L’incontro sull’arte sacra di Sassu, che di Paglione fu cognato (avevano sposato due sorelle colombiane, Helenita e Teresita Olivares) è stato organizzato dalla Fondazione Immagine, arte e scienza, di Alfredo e Teresita Paglione, creata nel 2015 con l’obiettivo di valorizzare i quadri e le sculture che il mecenate abruzzese ha donato, negli anni, a musei e strutture espositive della regione. Il volume comprende scritti di Bruno Forte, Giuseppe Bonini e Antonello Negri.
Ad affascinare Sassu, scomparso nel 2000 all’età di 88 anni, scrive il cardinale Gianfranco Ravasi nell’introduzione al volume, «erano i grandi temi, le narrazioni, i simboli e i personaggi alti della Bibbia che egli sentiva come le parabole ideali per interpretare il presente, la nostra travagliata, ma ad un tempo vivace vicenda storica. A conquistarlo era soprattutto la crocifissione, un segno che egli riteneva capitale per la sua fede, ma anche per la sua arte e per la stessa storia dell'umanità».
Paglione, che cos’è questo libro?
E’ un libro che è costato nove anni di lavoro. Ci sono tutte le opere di tema sacro di Aligi Sassu dal 1927 al 1999.
Che cosa ha rappresentato per lei Sassu?
Dopo il padreterno e mio padre, c’è lui. E’ stato lui che mi ha introdotto nel mondo dell’arte, ormai 60 anni fa.
In che modo?
In una maniera, se vogliamo, anche misteriosa. L’incontro avvenne attraverso quella che sarebbe diventata mia cognata, il soprano Helenita Olivares, che, un giorno, mi disse: “Alfredo, vuoi conoscere il mio fidanzato, che è un famoso pittore? Vieni a trovarmi domani a Roma”. Lei abitava in una pensione. E’ lì che avvenne l’incontro. A Sassu consegnai, in una busta, alcuni versi che avevo composto ispirandomi a un dipinto che mia cognata aveva a capo del letto. Un crocifisso, diceva lei. Ma poi Sassu mi spiegò che, in realtà, il soggetto era un partigiano che lui aveva rappresentato come un crocifisso. Lui rimase colpito dai miei versi e mi invitò a trascorrere le vacanze da lui ad Albissola Marina in Liguria.
E lì cosa accadde?
Lì ho conosciuto i più grandi artisti del mondo, da Picasso a Lucio Fontana, che erano suoi ospiti e lavoravano nei forni per ceramiche di una grande poeta futurista, Tullio Mazzotti.
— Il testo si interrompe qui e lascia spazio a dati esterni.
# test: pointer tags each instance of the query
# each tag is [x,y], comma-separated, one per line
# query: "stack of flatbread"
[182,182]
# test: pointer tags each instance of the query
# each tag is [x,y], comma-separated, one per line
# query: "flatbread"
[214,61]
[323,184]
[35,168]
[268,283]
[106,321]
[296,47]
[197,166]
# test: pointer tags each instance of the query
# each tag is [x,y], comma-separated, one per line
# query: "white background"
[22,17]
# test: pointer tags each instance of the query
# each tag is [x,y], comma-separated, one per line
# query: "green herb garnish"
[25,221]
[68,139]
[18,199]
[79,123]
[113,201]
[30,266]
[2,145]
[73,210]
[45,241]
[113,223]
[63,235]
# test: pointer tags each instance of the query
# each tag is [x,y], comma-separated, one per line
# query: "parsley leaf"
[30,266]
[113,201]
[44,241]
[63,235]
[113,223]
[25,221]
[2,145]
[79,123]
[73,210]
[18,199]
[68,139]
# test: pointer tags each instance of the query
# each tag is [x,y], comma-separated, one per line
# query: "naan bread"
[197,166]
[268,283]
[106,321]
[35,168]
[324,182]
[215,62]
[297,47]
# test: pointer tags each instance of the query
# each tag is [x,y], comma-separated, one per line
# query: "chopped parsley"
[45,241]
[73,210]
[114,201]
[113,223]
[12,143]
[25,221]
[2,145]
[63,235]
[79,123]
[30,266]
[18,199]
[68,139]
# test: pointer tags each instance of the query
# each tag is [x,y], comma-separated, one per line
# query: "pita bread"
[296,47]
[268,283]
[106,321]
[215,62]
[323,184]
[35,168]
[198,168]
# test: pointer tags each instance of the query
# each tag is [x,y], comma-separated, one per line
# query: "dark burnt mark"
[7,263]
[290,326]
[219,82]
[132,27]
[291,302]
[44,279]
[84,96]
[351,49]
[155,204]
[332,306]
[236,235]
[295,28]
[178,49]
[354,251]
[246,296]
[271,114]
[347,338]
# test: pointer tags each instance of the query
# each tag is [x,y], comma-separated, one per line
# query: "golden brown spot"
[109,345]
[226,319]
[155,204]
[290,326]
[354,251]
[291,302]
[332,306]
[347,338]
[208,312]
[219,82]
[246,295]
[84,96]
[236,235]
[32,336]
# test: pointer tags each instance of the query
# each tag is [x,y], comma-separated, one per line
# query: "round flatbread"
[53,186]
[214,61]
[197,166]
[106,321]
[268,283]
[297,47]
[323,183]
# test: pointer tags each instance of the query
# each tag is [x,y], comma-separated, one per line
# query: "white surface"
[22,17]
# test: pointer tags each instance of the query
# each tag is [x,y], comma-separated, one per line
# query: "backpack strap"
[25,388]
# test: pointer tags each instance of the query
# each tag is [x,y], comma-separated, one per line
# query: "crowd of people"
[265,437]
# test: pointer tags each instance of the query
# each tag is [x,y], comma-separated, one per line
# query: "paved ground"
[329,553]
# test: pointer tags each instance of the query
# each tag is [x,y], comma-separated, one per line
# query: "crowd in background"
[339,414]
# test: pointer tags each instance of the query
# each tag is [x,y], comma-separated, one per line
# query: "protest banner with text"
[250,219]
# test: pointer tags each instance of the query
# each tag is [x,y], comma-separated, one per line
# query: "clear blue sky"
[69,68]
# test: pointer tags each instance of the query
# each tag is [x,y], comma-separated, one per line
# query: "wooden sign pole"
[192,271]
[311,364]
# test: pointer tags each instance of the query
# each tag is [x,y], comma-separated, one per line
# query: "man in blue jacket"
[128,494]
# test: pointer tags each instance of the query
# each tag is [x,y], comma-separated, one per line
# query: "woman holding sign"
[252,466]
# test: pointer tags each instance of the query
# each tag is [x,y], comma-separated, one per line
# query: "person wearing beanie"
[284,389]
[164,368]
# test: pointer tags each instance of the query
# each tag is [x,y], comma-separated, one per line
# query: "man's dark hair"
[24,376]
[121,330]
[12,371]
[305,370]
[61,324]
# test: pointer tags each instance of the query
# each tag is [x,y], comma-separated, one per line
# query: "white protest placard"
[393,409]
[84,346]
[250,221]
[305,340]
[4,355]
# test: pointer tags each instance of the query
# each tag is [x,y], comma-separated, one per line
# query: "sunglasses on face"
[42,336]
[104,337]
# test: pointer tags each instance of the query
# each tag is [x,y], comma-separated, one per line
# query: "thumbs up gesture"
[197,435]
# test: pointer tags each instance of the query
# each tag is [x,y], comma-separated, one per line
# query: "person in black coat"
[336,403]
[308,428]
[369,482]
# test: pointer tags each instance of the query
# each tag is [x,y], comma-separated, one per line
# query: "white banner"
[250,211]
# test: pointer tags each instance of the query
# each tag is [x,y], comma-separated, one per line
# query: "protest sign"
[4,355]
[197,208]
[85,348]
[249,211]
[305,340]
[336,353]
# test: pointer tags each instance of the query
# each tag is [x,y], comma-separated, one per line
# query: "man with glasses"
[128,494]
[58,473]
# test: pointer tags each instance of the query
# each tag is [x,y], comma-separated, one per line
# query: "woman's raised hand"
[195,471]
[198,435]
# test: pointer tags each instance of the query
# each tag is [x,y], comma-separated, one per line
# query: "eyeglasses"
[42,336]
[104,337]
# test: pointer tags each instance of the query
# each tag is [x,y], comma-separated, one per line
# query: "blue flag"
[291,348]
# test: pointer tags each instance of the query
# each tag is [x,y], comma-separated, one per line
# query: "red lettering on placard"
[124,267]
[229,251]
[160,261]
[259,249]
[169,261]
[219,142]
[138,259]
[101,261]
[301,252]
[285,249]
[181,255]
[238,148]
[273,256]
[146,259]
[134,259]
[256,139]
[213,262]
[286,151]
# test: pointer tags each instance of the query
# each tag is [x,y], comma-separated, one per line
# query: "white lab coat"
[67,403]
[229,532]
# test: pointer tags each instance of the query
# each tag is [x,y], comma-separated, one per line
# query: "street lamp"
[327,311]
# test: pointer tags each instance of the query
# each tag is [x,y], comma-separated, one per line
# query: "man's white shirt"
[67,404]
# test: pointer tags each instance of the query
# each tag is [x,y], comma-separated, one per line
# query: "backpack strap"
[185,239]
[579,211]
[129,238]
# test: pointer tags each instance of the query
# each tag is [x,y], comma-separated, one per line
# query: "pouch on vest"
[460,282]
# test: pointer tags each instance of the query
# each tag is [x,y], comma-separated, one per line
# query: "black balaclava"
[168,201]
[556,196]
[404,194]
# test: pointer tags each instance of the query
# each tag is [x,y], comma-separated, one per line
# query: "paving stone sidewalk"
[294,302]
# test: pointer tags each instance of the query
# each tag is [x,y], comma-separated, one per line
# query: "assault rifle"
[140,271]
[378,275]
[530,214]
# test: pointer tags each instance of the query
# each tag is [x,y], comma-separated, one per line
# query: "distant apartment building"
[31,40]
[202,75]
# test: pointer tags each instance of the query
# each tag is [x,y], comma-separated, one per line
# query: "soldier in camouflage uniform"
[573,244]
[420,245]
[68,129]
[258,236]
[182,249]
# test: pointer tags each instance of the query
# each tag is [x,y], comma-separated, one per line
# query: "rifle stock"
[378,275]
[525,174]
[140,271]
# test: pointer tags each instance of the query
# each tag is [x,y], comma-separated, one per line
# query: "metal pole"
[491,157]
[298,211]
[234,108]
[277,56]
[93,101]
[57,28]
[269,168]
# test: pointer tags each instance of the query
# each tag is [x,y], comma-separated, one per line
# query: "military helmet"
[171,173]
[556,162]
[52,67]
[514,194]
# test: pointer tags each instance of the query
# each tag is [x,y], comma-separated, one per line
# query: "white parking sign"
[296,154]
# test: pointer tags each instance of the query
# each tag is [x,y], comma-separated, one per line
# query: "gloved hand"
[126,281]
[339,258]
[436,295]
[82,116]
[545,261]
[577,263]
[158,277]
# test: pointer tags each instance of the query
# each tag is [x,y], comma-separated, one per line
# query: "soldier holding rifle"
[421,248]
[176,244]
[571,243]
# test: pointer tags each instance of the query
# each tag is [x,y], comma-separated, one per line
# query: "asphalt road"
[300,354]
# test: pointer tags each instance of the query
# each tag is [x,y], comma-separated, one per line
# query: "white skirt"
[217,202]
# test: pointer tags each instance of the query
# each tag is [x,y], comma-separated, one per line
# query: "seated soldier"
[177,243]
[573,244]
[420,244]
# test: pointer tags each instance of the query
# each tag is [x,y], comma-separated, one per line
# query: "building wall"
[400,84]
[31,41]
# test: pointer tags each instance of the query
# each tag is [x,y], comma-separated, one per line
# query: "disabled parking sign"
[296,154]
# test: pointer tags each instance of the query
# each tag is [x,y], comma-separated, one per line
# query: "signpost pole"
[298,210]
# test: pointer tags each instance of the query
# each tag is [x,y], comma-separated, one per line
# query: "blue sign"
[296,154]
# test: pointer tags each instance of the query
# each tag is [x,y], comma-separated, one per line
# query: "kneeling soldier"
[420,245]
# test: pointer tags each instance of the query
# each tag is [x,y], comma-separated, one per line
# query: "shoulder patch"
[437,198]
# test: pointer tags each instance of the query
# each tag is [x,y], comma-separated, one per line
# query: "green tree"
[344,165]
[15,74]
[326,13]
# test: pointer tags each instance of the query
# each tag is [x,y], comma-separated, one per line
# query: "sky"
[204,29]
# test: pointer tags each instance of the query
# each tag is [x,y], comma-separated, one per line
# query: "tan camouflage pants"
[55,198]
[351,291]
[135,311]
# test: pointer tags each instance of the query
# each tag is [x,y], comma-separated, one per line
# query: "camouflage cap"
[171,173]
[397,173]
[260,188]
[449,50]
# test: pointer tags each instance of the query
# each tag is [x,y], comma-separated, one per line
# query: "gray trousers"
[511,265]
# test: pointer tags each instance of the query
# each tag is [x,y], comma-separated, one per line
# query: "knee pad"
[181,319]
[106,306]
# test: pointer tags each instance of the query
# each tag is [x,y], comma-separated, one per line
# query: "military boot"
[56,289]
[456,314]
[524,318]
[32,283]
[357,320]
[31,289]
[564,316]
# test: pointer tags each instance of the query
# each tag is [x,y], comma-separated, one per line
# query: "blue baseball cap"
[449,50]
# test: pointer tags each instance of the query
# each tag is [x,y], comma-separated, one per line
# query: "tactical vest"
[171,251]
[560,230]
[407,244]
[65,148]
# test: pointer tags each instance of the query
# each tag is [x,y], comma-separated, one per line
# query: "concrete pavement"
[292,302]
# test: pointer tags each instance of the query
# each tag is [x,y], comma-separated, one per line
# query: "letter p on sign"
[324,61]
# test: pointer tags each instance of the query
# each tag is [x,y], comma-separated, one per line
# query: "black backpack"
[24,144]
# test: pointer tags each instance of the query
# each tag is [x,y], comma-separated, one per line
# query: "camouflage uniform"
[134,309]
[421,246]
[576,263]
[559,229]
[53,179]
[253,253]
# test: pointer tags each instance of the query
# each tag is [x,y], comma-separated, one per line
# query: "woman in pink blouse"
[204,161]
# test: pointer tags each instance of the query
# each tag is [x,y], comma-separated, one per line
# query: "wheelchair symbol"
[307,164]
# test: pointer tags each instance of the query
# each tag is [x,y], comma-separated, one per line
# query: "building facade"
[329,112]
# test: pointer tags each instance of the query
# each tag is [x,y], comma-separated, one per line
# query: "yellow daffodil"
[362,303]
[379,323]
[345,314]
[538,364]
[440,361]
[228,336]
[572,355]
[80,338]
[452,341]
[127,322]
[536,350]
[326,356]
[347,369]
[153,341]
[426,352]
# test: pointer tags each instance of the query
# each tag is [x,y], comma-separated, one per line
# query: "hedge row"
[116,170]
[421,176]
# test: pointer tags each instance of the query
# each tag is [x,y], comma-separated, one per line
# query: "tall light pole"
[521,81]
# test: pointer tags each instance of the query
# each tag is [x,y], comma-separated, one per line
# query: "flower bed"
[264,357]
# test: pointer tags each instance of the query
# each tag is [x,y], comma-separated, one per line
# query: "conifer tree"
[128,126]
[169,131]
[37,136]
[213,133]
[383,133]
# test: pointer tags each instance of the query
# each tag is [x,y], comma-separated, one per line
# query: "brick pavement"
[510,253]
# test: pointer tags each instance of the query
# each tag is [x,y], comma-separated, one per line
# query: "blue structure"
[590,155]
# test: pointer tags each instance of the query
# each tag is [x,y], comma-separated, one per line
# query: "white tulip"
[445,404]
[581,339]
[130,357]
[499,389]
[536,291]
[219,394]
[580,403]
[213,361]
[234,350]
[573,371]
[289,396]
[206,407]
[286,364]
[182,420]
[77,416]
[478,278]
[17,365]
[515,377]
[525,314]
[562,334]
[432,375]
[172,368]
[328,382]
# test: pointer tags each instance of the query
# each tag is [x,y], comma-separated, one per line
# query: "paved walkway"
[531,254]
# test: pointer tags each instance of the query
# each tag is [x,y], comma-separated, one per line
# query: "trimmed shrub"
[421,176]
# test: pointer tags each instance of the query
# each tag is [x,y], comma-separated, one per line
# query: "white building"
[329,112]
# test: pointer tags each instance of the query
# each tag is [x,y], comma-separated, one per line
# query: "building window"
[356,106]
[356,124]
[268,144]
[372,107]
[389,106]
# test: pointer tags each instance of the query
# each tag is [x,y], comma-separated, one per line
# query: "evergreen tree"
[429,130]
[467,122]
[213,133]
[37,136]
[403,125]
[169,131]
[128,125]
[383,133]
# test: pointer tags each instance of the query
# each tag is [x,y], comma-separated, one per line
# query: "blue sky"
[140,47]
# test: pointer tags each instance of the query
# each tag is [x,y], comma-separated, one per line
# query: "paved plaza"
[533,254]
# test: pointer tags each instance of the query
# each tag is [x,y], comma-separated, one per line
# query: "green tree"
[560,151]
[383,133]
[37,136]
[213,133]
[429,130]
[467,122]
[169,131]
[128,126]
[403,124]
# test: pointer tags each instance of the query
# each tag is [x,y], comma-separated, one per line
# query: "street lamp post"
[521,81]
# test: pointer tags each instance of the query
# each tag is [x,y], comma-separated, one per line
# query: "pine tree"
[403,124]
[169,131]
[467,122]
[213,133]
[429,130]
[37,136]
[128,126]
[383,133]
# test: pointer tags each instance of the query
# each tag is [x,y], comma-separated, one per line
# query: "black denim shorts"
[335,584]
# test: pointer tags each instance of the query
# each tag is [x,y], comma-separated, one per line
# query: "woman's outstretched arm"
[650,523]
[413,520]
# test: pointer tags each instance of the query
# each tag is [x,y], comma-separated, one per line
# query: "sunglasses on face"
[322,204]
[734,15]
Qual era il rapporto di Sassu con il sacro?
Molto forte. Mi ha sempre confessato di credere in un essere superiore a noi tutti che domina le sorti del mondo. Insieme, andammo anche, più volte, a incontrare Paolo VI. Ricordo che, una vota, venne a trovarci a Maiorca l’arcivescovo di Milano, Giovanni Colombo Sassu ha realizzato la sua Cappella Sistina a Cagliari, nella chiesa di Santa Maria del Carmine. Lì ha creato 50 metri di mosaico in cui ha raffigurato anche Picasso e, in Paradiso, circondata dagli angeli, la sua futura moglie, Helenita.
Qual è l’attualità di Sassu?
Nel fatto che lui ha sempre creduto nel mestiere. Era convinto che solo dominando il mestiere si possono raggiungere le vette dell’arte.